# I have no idea what this is...



## benny (Mar 13, 2005)

Does anybody has any idea?

Cheers,


----------



## hastatus (Jan 16, 2003)

A straight flank view would be of more value. From what I can see there are small bars on the flank suggesting S. compressus. The reddish-orange eyes are not deep enough in red to suggest S. rhombeus.


----------



## AzNP (May 21, 2003)

thats one heck of a pic 
i've never seen a compressus this size so i wouldnt know .. i thought it was a rhom at first 
damn this id thing is complicated


----------



## Rigor_mortiZ_Rhom (Dec 21, 2003)

Looks Rhombish to me...:rock:


----------



## rbp 4 135 (Mar 2, 2004)

i thought rohm to but those spots, how bigh is this fish, the spots dont look much like juvi rohm spots....


----------



## necroxeon (Jan 21, 2005)

Its a chicken...

Ok what size is this fish do u know ???
Looks large and has orange eyes....Comp maybe ...Looks a lot like a rhom though...Nice fish.


----------



## rchan11 (May 6, 2004)

Looks like the Gold Diamond Rhom Pedro is selling.


----------



## Death in #'s (Apr 29, 2003)

i would say an compressus do to the bars


----------



## mashunter18 (Jan 2, 2004)

Why not altuvie Frank??

Also that fish looks to be 8-9" dont s. compressus get "taller" when they start getting that big??

Just trying to learn, not challenge


----------



## hastatus (Jan 16, 2003)

> mashunter18 Posted Today, 05:14 PM
> Why not altuvie Frank??
> 
> Also that fish looks to be 8-9" dont s. compressus get "taller" when they start getting that big??
> ...


Not to worry, I know its not a challenge. I can tell the difference between those that wish to learn and those that are just plain A-holes.
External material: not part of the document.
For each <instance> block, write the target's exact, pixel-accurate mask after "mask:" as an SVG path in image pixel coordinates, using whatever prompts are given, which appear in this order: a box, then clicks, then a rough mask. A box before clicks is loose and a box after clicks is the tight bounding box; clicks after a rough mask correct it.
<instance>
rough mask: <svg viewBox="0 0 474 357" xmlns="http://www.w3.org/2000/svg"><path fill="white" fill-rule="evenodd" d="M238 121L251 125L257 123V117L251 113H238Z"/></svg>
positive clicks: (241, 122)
It could be S. altuvei, no way of really knowing with the angle of the fish. I'm just looking at the spotting and bars which seem to extend to the belly. If "benny" had said the fish was from Venezuela then we wouldn't be writing about it. But since S. compressus is relatively common, one has to take a shot that this might be correct. Few characters separate S. altuvei from S. compressus (probably about 5 or 6 things) very close species.


----------